Der Ton bleibt auf Abwehr bedacht, die Anweisung klingt eher nach Misstrauen und weniger nach Willkommen. Der Sprecher des Außenministers Steinmeier hatte zuvor eine andere Perspektive angelegt und einen ganz anderen Ton angespielt: Dass die Arbeitnehmerfreizügigkeit nämlich unverzichtbarer Teil der europäischen Integration sei, die er als "riesengroße Erfolgsgeschichte" sehe. Es schade Deutschland und Europa, diese Erfolgsgeschichte in Frage zu stellen oder zu bestreiten, zitiert ihn der Bericht, der in der Frankfurter Rundschau zu lesen ist.
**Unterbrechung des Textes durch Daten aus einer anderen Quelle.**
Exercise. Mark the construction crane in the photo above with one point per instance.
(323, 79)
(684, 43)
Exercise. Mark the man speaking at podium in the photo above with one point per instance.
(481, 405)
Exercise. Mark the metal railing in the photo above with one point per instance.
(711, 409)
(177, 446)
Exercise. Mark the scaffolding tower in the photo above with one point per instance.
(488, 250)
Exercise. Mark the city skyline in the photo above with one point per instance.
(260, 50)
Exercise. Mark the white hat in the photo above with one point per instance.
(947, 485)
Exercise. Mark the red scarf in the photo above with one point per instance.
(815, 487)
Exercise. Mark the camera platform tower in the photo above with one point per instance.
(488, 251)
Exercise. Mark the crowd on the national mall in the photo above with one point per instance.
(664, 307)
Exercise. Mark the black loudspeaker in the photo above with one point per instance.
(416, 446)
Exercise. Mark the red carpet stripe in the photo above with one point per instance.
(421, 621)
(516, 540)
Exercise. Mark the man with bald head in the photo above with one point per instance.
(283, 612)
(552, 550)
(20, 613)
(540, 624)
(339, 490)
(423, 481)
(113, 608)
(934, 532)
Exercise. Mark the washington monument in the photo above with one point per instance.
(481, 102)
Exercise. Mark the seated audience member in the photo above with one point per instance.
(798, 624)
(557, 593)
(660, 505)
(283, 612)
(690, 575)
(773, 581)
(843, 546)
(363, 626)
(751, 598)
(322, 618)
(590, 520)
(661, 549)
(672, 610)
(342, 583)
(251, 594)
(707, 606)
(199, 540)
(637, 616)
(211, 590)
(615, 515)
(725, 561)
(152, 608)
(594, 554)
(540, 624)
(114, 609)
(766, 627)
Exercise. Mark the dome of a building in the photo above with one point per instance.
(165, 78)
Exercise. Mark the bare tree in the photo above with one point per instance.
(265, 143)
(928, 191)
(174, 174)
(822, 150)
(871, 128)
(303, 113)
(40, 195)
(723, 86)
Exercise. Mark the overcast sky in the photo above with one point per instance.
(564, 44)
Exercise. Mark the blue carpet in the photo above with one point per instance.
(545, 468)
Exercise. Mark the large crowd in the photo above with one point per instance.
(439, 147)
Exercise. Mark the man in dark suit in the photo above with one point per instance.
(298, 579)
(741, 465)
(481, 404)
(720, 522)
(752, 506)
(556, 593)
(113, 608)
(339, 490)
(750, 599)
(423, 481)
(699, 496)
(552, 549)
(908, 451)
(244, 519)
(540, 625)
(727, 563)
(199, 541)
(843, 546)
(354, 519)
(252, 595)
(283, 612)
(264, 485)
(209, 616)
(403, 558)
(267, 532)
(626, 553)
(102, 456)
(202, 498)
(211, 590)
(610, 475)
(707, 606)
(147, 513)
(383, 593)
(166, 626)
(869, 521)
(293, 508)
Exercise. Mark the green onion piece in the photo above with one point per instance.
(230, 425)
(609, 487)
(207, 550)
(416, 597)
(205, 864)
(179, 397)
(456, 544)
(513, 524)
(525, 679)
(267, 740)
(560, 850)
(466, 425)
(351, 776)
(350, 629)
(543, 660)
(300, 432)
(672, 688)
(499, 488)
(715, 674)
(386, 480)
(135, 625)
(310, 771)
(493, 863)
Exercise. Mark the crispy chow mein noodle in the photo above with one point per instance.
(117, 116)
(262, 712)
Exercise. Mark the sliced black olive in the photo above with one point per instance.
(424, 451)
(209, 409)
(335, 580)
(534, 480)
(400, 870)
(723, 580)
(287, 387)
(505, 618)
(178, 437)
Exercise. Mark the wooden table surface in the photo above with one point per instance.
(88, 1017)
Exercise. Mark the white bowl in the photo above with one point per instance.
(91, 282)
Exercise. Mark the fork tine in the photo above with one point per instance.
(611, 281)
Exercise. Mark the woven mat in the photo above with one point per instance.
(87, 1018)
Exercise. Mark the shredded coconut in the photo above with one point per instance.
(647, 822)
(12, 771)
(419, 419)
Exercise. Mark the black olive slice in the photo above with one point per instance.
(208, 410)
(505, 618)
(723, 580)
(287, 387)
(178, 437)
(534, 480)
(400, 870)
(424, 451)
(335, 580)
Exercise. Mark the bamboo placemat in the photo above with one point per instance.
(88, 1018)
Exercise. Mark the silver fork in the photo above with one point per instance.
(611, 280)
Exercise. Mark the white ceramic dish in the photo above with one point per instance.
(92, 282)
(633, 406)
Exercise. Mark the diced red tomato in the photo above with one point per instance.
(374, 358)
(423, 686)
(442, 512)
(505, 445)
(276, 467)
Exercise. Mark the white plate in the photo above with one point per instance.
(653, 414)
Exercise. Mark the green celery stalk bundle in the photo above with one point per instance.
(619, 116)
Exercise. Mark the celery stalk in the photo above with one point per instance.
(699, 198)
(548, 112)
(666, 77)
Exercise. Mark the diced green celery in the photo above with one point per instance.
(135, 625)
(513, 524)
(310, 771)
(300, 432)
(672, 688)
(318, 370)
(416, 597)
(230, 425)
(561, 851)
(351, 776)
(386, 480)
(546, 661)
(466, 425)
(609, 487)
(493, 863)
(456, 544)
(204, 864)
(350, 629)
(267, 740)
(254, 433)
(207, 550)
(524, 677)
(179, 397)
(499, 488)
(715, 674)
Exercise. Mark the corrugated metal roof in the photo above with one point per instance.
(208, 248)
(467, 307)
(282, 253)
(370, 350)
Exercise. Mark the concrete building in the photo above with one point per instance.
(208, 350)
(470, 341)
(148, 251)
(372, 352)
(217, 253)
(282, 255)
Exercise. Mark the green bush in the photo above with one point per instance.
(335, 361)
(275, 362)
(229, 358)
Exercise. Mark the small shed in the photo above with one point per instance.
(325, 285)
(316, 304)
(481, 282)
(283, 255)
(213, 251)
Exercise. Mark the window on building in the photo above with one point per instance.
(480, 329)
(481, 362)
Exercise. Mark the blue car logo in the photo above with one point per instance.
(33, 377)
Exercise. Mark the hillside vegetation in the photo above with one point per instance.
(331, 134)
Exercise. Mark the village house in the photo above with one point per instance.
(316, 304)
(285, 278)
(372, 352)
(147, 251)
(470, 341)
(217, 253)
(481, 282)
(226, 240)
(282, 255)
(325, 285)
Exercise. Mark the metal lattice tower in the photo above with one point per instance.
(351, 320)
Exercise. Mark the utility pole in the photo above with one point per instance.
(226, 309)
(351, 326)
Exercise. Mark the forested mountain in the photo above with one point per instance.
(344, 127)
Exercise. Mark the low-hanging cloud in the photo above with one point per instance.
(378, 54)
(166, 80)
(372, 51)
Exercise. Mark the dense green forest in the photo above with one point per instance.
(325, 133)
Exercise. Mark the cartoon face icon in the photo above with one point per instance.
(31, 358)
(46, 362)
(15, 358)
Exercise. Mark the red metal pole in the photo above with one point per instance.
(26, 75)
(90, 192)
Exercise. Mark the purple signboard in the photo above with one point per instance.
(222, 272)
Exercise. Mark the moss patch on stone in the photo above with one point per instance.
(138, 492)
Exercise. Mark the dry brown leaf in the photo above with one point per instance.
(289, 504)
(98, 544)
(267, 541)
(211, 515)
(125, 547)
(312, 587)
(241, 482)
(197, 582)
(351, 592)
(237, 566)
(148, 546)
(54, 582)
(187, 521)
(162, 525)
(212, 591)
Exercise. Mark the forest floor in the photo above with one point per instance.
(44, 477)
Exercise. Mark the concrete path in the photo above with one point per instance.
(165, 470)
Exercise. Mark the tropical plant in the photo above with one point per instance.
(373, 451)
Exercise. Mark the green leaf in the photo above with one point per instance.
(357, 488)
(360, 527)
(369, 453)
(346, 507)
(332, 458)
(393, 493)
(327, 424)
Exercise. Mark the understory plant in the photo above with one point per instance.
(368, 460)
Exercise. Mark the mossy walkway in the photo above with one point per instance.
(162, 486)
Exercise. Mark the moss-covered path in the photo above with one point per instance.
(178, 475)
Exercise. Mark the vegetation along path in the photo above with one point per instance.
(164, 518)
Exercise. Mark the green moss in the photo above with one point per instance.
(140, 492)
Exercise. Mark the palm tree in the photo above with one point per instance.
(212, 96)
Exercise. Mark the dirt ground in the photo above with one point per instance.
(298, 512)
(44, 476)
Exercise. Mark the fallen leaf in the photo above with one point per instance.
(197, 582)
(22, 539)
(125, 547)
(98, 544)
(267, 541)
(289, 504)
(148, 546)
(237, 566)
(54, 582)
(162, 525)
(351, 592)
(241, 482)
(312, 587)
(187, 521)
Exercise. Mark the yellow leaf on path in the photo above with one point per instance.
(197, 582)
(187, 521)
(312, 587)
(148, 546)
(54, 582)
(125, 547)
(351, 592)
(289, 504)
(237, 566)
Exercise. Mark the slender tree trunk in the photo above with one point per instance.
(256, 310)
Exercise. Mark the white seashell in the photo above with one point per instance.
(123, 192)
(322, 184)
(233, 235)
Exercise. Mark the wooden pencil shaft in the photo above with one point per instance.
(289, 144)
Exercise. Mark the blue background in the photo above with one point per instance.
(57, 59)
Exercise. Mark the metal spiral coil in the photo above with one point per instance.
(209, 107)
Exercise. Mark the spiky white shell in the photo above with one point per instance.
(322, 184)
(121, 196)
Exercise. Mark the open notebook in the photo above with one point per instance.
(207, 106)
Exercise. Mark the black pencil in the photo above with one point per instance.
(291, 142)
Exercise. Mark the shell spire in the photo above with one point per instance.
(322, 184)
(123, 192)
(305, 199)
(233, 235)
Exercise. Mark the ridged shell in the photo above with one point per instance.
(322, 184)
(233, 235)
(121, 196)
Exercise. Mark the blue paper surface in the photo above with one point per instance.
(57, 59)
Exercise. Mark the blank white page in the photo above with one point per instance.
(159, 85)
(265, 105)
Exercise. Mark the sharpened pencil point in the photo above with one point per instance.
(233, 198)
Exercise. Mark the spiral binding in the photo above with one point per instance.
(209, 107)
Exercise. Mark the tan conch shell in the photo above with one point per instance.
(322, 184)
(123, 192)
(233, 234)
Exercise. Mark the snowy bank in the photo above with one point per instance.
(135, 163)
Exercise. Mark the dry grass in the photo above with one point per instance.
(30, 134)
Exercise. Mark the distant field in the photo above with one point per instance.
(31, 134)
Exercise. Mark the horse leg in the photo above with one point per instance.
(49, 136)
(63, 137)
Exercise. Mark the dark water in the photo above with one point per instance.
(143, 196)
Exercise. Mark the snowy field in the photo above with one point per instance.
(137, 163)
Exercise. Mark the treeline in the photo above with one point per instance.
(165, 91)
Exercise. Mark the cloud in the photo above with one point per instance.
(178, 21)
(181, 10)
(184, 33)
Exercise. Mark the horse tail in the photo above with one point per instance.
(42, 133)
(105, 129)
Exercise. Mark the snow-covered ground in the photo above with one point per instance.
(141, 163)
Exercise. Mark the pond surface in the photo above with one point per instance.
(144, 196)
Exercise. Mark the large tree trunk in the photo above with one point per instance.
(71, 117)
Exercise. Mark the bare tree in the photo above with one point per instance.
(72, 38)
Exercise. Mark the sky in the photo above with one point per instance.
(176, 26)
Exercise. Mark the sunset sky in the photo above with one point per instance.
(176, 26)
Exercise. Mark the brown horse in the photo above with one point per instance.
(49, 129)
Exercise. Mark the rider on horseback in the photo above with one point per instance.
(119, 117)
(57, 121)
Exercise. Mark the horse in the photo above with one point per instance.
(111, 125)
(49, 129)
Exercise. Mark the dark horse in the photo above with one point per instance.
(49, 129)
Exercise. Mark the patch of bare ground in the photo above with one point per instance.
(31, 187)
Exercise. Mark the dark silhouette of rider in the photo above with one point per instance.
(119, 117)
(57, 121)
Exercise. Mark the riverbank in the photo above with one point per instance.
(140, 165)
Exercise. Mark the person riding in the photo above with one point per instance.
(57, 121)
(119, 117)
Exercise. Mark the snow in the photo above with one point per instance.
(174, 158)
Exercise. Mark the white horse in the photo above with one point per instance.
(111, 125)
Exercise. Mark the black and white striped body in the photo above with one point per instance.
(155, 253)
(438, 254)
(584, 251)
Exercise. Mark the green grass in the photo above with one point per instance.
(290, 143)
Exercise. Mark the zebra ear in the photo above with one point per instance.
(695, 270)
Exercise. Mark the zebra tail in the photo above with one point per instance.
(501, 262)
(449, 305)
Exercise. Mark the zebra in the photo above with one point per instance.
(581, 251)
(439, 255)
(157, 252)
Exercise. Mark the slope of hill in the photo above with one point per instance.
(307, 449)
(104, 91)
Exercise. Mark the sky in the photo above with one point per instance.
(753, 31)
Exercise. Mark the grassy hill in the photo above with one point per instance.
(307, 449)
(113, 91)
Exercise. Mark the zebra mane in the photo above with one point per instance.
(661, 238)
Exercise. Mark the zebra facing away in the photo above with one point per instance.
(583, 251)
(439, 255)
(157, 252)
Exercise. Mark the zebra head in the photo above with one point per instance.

Der Artikel endet mit dem lapidaren Satz, dass der Außenminister nichts dagegen habe, existierende Mittel gegen Missbrauch zusammenzutragen.

"Wer nach Deutschland kommen will, konnte dies auch zuvor schon", machte der Hauptgeschäftsführer des Deutschen Städte- und Gemeindebunds, Gerd Landsberg, gegen die gerade laufende Stimmungspolitik geltend. Und die Rheinische Post hat sich Zahlen der Bundesagentur für Arbeit angeschaut:

"Der Anteil der Leistungsbezieher unter den in Deutschland lebenden Bulgaren lag bei 14,8 Prozent und bei den Rumänen bei 7,4 Prozent. Für Bulgaren gab der Bund 87,6 und für Rumänen 84,1 Millionen Euro aus. Das sind 0,6 Prozent der jährlichen Hartz-IV-Gesamtausgaben."